Wake of Vultures

Book Review of Wake of Vultures (The Shadow #1), by Lila Bowen

Wake of VulturesI borrowed a copy of Lila Bowen‘s Wake of Vultures from my local library.

Description from Goodreads:

Nettie Lonesome lives in a land of hard people and hard ground dusted with sand. She’s a half-breed who dresses like a boy, raised by folks who don’t call her a slave but use her like one. She knows of nothing else. That is, until the day a stranger attacks her. When nothing, not even a sickle to the eye can stop him, Nettie stabs him through the heart with a chunk of wood, and he turns into black sand.

And just like that, Nettie can see.

But her newfound sight is a blessing and a curse. Even if she doesn’t understand what’s under her own skin, she can sense what everyone else is hiding — at least physically. The world is full of evil, and now she knows the source of all the sand in the desert. Haunted by the spirits, Nettie has no choice but to set out on a quest that might lead to her true kin… if the monsters along the way don’t kill her first.

Review:

I found this quite enjoyable. The main character is a gender-fluid, probably bi-sexual of 16 and I liked her a lot. She was uneducated, but (with one exception which I’ll discuss) never stupid. I liked the world and the magic system. I liked the side characters and the conversational writing. For the most part I really enjoyed this.

I do have three criticisms though. The first is simply that it dragged in the middle. The second, is in and around Nettie’s discovering her gender and sexual identity, the book fell into didacticism. Perhaps being YA the author felt younger readers might need education, but as an adult I just wanted to move on.

The last complaint is a bit of a feminist rant on female sexuality. Throughout the book Nettie reiterated repeatedly that she wasn’t just a girl, she wanted to be treated as a man (though she never fully dismissed femaleness in her head). Part of this was simply an attempt to protect herself in a world where women are at risk simply by existing as woman, but some was honest gender fluidity. She also repeated that she’d managed not to be raped, which given her exceedingly unprotected status was fairly amazing.
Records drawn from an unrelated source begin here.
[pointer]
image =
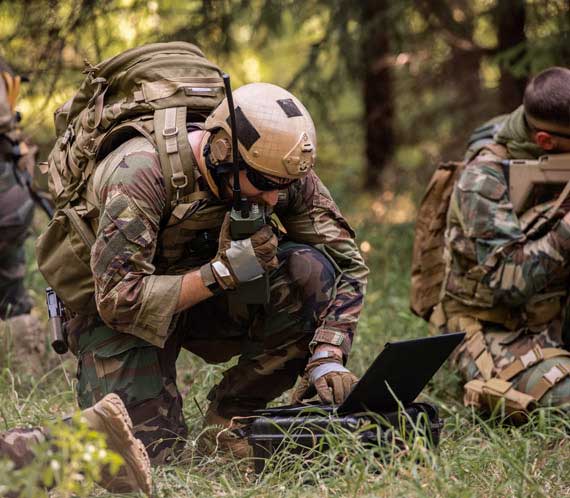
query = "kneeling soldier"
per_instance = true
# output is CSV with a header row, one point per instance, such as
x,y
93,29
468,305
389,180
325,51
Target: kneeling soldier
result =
x,y
167,280
506,282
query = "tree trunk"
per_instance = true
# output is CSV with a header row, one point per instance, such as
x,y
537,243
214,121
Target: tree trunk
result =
x,y
510,24
377,91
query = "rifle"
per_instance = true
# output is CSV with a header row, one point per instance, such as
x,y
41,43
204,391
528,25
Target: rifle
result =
x,y
24,178
534,181
56,322
539,188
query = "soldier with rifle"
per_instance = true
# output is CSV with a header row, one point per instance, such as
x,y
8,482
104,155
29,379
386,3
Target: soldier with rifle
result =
x,y
23,335
191,256
507,254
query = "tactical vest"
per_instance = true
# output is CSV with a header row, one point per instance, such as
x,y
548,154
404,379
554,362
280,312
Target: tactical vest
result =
x,y
467,295
188,237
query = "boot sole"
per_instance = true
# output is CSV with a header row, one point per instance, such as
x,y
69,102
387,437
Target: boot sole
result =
x,y
120,435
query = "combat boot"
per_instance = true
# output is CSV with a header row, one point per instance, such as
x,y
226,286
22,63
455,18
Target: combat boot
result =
x,y
110,417
221,434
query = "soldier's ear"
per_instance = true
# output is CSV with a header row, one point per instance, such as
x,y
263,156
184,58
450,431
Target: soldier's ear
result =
x,y
545,140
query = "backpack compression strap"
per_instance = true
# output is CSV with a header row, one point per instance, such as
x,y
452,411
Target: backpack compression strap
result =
x,y
176,158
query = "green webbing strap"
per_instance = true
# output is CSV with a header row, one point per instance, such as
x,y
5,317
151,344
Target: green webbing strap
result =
x,y
82,229
176,158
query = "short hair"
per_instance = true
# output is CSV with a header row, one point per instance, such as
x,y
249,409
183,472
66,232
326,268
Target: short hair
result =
x,y
547,96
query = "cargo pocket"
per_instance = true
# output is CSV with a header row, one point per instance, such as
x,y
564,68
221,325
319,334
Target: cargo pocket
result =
x,y
127,366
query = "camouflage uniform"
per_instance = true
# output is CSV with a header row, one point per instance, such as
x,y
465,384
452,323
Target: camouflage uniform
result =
x,y
506,288
138,262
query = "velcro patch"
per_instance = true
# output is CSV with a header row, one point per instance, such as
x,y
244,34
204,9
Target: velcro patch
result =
x,y
289,107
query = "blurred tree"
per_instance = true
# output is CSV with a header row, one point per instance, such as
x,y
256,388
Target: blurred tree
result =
x,y
512,46
390,83
377,89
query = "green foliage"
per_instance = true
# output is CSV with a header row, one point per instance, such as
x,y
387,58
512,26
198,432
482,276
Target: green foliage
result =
x,y
71,461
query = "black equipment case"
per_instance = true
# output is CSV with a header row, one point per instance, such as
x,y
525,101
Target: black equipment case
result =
x,y
380,406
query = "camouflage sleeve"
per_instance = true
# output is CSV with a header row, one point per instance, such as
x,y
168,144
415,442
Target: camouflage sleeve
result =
x,y
130,297
310,216
485,238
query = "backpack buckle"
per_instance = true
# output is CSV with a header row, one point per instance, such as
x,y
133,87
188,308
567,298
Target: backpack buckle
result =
x,y
179,181
169,132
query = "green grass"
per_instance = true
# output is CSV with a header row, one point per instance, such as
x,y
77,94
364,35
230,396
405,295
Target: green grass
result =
x,y
476,457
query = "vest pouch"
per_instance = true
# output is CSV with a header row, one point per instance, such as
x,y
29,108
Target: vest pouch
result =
x,y
63,253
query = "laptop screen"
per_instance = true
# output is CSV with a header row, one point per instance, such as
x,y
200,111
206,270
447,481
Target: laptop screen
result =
x,y
403,367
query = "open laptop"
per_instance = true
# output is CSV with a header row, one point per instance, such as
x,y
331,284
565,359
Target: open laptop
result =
x,y
405,366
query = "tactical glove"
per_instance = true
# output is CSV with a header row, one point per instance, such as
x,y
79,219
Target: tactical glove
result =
x,y
326,375
239,261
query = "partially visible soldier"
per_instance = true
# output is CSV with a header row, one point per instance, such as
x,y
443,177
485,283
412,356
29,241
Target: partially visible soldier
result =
x,y
506,286
23,338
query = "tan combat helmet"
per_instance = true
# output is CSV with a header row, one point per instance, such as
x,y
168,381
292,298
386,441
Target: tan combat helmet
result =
x,y
276,133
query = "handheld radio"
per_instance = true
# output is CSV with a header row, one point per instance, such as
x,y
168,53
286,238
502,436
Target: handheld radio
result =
x,y
246,217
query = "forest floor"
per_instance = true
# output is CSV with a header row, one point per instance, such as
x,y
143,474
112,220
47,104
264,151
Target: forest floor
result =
x,y
475,458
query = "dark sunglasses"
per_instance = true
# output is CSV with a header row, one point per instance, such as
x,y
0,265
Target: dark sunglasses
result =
x,y
261,182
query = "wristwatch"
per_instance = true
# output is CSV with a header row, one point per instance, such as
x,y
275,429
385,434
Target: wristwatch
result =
x,y
209,279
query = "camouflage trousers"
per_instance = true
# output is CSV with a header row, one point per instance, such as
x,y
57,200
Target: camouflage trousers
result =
x,y
271,342
16,212
535,363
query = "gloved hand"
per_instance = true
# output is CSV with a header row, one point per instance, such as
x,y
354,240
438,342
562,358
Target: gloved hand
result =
x,y
239,261
326,376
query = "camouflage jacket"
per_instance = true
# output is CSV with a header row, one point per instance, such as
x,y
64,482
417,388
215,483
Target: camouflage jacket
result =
x,y
490,261
143,247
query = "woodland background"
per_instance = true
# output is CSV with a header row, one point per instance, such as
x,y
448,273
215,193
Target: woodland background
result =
x,y
394,86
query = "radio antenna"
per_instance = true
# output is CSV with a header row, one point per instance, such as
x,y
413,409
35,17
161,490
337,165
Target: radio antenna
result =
x,y
235,159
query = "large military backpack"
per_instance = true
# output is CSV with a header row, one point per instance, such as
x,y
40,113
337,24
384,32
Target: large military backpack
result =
x,y
151,91
428,265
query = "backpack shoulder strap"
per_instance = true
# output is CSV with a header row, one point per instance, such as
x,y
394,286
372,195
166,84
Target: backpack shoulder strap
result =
x,y
176,157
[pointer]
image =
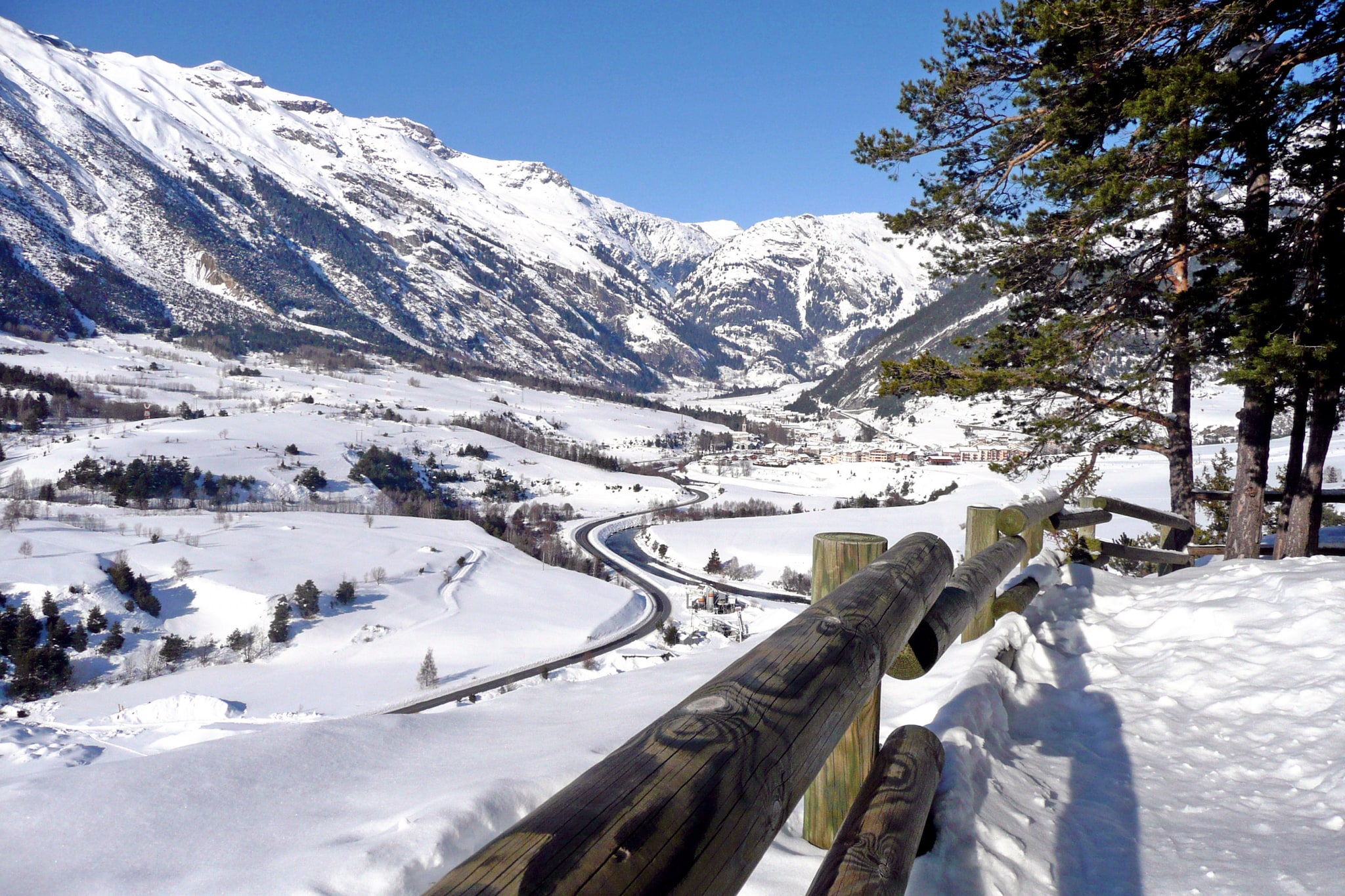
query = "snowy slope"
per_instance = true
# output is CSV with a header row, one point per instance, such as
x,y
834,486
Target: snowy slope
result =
x,y
798,296
1168,735
139,194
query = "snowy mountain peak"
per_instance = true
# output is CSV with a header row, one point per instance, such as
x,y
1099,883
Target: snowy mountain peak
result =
x,y
141,194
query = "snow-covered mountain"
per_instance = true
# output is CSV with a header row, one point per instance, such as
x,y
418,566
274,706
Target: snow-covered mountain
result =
x,y
137,194
799,296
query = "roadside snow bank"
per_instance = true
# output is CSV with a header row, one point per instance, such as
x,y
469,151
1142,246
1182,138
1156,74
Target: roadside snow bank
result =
x,y
1155,735
631,614
185,707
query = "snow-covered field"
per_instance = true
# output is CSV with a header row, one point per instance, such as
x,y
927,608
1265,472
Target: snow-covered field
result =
x,y
1158,735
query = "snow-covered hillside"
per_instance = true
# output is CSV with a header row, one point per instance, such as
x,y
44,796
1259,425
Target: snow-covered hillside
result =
x,y
141,194
799,296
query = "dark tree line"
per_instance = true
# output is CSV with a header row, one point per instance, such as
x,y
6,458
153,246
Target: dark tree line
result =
x,y
509,427
143,480
1158,187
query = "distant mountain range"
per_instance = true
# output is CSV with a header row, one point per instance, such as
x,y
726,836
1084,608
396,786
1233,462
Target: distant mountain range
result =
x,y
141,195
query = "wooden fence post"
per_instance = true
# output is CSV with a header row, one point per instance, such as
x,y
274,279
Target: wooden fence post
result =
x,y
1036,539
982,531
835,558
1087,531
885,830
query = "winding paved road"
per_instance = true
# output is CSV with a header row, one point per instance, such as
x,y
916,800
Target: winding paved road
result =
x,y
631,570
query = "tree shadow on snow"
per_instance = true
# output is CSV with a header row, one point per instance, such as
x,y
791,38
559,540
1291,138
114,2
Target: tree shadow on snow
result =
x,y
1098,830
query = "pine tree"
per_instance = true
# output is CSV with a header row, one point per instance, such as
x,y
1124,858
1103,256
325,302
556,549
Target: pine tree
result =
x,y
305,598
428,675
60,631
278,631
49,606
346,593
173,648
144,597
39,673
114,641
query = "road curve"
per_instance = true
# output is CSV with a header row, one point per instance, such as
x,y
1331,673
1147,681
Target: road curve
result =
x,y
583,536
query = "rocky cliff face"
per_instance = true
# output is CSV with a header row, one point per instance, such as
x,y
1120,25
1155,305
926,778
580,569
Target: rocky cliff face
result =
x,y
136,194
795,297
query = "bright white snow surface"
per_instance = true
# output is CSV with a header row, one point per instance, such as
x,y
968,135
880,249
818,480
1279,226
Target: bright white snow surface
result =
x,y
1161,735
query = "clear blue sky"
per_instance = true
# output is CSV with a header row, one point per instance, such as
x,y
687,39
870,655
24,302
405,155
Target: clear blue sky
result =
x,y
690,109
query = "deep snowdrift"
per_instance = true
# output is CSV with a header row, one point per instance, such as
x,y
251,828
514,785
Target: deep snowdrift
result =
x,y
1158,735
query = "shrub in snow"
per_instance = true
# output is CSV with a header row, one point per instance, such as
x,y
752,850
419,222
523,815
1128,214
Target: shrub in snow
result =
x,y
346,593
305,598
19,630
242,643
120,574
39,673
428,675
795,582
739,571
115,640
278,631
173,648
311,479
144,597
60,631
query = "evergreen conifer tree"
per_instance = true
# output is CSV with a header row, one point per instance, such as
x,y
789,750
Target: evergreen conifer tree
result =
x,y
305,598
144,597
428,675
60,633
346,591
278,630
114,641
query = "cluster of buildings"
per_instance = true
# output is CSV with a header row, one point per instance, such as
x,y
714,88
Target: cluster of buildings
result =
x,y
774,454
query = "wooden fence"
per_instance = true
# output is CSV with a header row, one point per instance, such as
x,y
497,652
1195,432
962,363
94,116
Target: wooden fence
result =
x,y
692,802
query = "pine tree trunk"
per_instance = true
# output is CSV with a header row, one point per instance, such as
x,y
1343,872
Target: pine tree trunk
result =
x,y
1247,507
1305,513
1181,465
1255,307
1294,468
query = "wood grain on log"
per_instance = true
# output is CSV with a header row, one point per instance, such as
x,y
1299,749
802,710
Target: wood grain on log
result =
x,y
692,802
880,839
1079,519
1016,517
970,587
982,532
835,558
1143,555
1139,512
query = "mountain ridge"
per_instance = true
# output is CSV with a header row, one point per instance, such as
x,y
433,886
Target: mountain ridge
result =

However, there came a single instance in which she had to disclose and discuss having a female body with another. A couple people had seen through her disguise previously, but there was no need to negotiate acceptance with them. With the circumstance I’m referring to she had to convince another character that he should accept her even though he’s discovered she is a physically female, but still keep treating her as a male. In doing so she established her male persona fairly firmly.

The very next thing she did, however, was decide to use her femaleness and sex as a commodity to be bargained with, almost getting herself raped in the process and forcing the reader through a lengthy fear-of-violent-rape scene. This was abrupt and out of character, considering how hard she’d worked to never let it show.

But more importantly, in a book that had until that point treated Nettie as something more than her vagina (and focused on this heavily) it felt very much like a betrayal to suddenly turn around and do just that. And even if someone wanted to try and use the rape-was-a-reality-of-the-time-that-should-be-acknowledged-and-included argument, which is one I hate as rape is so much more prevalent in woman’s fiction than in the real world, the book started with an attempted rape of Nettie. So, that particular necessity had already been accomplished. To a large extent I lost a significant chunk of respect for the book in this one protracted scene. It so cripplingly undermined the very theme and impact the book was striving for.

Anyhow, I had three complaints, the last of which was a doozy for me. But for the most part I really enjoyed it and will be looking for more of Bowen’s work.